Some of Celeste’s learnings:

“I often say this to myself: Be fearless, nothing is going to come easy and through the struggle, you will learn your way. We as a community, we are persistent.” Celeste quoted a Mexican proverb which translates to – they tried to bury us, they didn’t know we were seeds.

“Collaboration gets the needle moving so much faster than doing it alone – women sometimes feel they have to prove themselves so they try to go it alone. Through collaboration they can move forward so much more.”

“We are leaders who guide, because we are taught different lessons that are feminine – nurturing, caring and sometimes we feel it doesn’t belong in the workplace – but it absolutely does. The people we work with and lead do much better when we nurture them, it does not work against us women, it is our strength.”

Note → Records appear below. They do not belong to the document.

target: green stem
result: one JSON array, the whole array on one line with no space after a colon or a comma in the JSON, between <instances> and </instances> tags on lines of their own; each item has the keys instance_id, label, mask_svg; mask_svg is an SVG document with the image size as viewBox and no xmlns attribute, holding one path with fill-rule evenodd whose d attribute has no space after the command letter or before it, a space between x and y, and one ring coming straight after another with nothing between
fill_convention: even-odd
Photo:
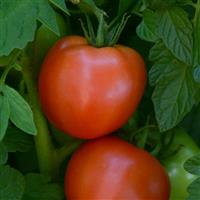
<instances>
[{"instance_id":1,"label":"green stem","mask_svg":"<svg viewBox=\"0 0 200 200\"><path fill-rule=\"evenodd\" d=\"M22 60L22 73L27 86L29 102L32 107L37 135L35 136L35 147L42 173L54 177L54 148L49 134L45 117L42 114L38 100L37 84L33 78L33 72L27 58Z\"/></svg>"},{"instance_id":2,"label":"green stem","mask_svg":"<svg viewBox=\"0 0 200 200\"><path fill-rule=\"evenodd\" d=\"M12 67L13 67L12 65L8 65L8 66L5 67L5 70L4 70L4 72L3 72L2 76L1 76L0 84L4 84L5 83L6 77L7 77L8 73L9 73L9 71L12 69Z\"/></svg>"},{"instance_id":3,"label":"green stem","mask_svg":"<svg viewBox=\"0 0 200 200\"><path fill-rule=\"evenodd\" d=\"M198 0L196 4L196 11L193 23L194 23L193 65L196 66L200 64L200 0Z\"/></svg>"},{"instance_id":4,"label":"green stem","mask_svg":"<svg viewBox=\"0 0 200 200\"><path fill-rule=\"evenodd\" d=\"M60 149L57 149L55 151L57 164L60 166L63 160L67 156L71 155L80 146L81 143L83 143L82 140L75 140L71 144L68 144L67 146L63 146Z\"/></svg>"}]
</instances>

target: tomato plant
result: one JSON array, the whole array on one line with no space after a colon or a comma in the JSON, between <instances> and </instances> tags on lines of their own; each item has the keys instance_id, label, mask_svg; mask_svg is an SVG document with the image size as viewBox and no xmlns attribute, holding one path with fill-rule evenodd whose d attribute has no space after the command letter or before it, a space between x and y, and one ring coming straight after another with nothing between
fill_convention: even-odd
<instances>
[{"instance_id":1,"label":"tomato plant","mask_svg":"<svg viewBox=\"0 0 200 200\"><path fill-rule=\"evenodd\" d=\"M169 188L167 173L153 156L113 136L83 144L65 176L69 200L167 200Z\"/></svg>"},{"instance_id":2,"label":"tomato plant","mask_svg":"<svg viewBox=\"0 0 200 200\"><path fill-rule=\"evenodd\" d=\"M170 146L166 149L172 152L163 160L171 182L171 200L186 199L187 187L197 177L184 169L185 161L200 152L193 139L183 130L177 129Z\"/></svg>"},{"instance_id":3,"label":"tomato plant","mask_svg":"<svg viewBox=\"0 0 200 200\"><path fill-rule=\"evenodd\" d=\"M0 199L200 199L199 108L200 0L0 0Z\"/></svg>"},{"instance_id":4,"label":"tomato plant","mask_svg":"<svg viewBox=\"0 0 200 200\"><path fill-rule=\"evenodd\" d=\"M48 119L75 137L96 138L121 127L135 111L146 71L140 55L128 47L95 48L70 36L51 49L39 78Z\"/></svg>"}]
</instances>

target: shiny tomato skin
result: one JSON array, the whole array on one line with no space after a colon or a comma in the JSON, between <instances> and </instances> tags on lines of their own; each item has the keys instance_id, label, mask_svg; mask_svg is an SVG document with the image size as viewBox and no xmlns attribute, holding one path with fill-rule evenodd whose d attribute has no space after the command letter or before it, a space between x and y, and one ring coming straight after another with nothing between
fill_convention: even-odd
<instances>
[{"instance_id":1,"label":"shiny tomato skin","mask_svg":"<svg viewBox=\"0 0 200 200\"><path fill-rule=\"evenodd\" d=\"M168 200L169 188L153 156L114 136L83 144L65 174L67 200Z\"/></svg>"},{"instance_id":2,"label":"shiny tomato skin","mask_svg":"<svg viewBox=\"0 0 200 200\"><path fill-rule=\"evenodd\" d=\"M39 76L42 109L58 129L96 138L121 127L135 111L146 83L145 64L131 48L95 48L80 36L61 39Z\"/></svg>"}]
</instances>

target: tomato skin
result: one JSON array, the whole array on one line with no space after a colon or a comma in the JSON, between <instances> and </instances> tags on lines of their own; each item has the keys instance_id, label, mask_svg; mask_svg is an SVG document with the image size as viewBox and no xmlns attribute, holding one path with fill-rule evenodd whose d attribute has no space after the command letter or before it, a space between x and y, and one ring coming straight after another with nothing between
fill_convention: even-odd
<instances>
[{"instance_id":1,"label":"tomato skin","mask_svg":"<svg viewBox=\"0 0 200 200\"><path fill-rule=\"evenodd\" d=\"M168 200L169 180L148 152L107 136L83 144L65 175L68 200Z\"/></svg>"},{"instance_id":2,"label":"tomato skin","mask_svg":"<svg viewBox=\"0 0 200 200\"><path fill-rule=\"evenodd\" d=\"M89 139L121 127L136 109L145 83L145 65L134 50L95 48L83 37L68 36L44 61L39 95L54 126Z\"/></svg>"},{"instance_id":3,"label":"tomato skin","mask_svg":"<svg viewBox=\"0 0 200 200\"><path fill-rule=\"evenodd\" d=\"M180 146L179 151L162 161L170 178L170 200L186 199L187 187L197 176L190 174L184 169L185 161L199 153L199 148L193 139L183 130L176 129L172 144L166 151L174 151Z\"/></svg>"}]
</instances>

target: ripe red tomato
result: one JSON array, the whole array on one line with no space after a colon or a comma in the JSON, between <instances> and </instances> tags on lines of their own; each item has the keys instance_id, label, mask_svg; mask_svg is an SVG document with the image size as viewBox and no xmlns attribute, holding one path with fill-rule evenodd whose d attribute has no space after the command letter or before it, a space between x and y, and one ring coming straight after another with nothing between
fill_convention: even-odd
<instances>
[{"instance_id":1,"label":"ripe red tomato","mask_svg":"<svg viewBox=\"0 0 200 200\"><path fill-rule=\"evenodd\" d=\"M83 144L65 175L68 200L168 200L169 179L148 152L117 137Z\"/></svg>"},{"instance_id":2,"label":"ripe red tomato","mask_svg":"<svg viewBox=\"0 0 200 200\"><path fill-rule=\"evenodd\" d=\"M96 138L128 120L145 83L145 64L133 49L95 48L83 37L70 36L48 53L39 76L39 95L44 113L58 129Z\"/></svg>"}]
</instances>

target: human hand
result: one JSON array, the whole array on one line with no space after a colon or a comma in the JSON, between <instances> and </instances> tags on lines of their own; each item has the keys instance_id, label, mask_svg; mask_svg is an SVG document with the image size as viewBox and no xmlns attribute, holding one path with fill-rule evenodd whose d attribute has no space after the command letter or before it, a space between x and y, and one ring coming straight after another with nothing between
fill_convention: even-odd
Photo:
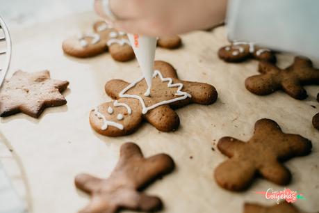
<instances>
[{"instance_id":1,"label":"human hand","mask_svg":"<svg viewBox=\"0 0 319 213\"><path fill-rule=\"evenodd\" d=\"M101 1L95 4L103 17ZM224 21L227 0L110 0L118 30L150 36L207 29Z\"/></svg>"}]
</instances>

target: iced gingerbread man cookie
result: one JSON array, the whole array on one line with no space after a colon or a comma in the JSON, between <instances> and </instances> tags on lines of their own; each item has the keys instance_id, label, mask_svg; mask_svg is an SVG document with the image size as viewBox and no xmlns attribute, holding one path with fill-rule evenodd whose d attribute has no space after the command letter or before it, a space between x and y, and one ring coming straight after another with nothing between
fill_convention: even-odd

“The person you are in biggest competition with should be yourself.  You are told to compete with other women and in trying to outdo them, we forget to strengthen our own skill set.”

“Being a young leader, graduating at 22 and becoming a therapist, and running a psychiatric unit at 24 years of age was difficult because people did not take me seriously. I have learnt that my youth brings energy but I always have to remember that others have been there longer and have laid out the pavement that allows me to walk that path.” Celeste is now mentoring a 23 year old and is sending the ladder down to help her rise up.

On a personal note Celeste officially got engaged the day before the mass shooting, and because of the work that has suddenly fallen on her young and strong shoulders has not had the time to get serious about setting the wedding date. She is looking forward to planning a celebration of love and life with family and friends in the distant future.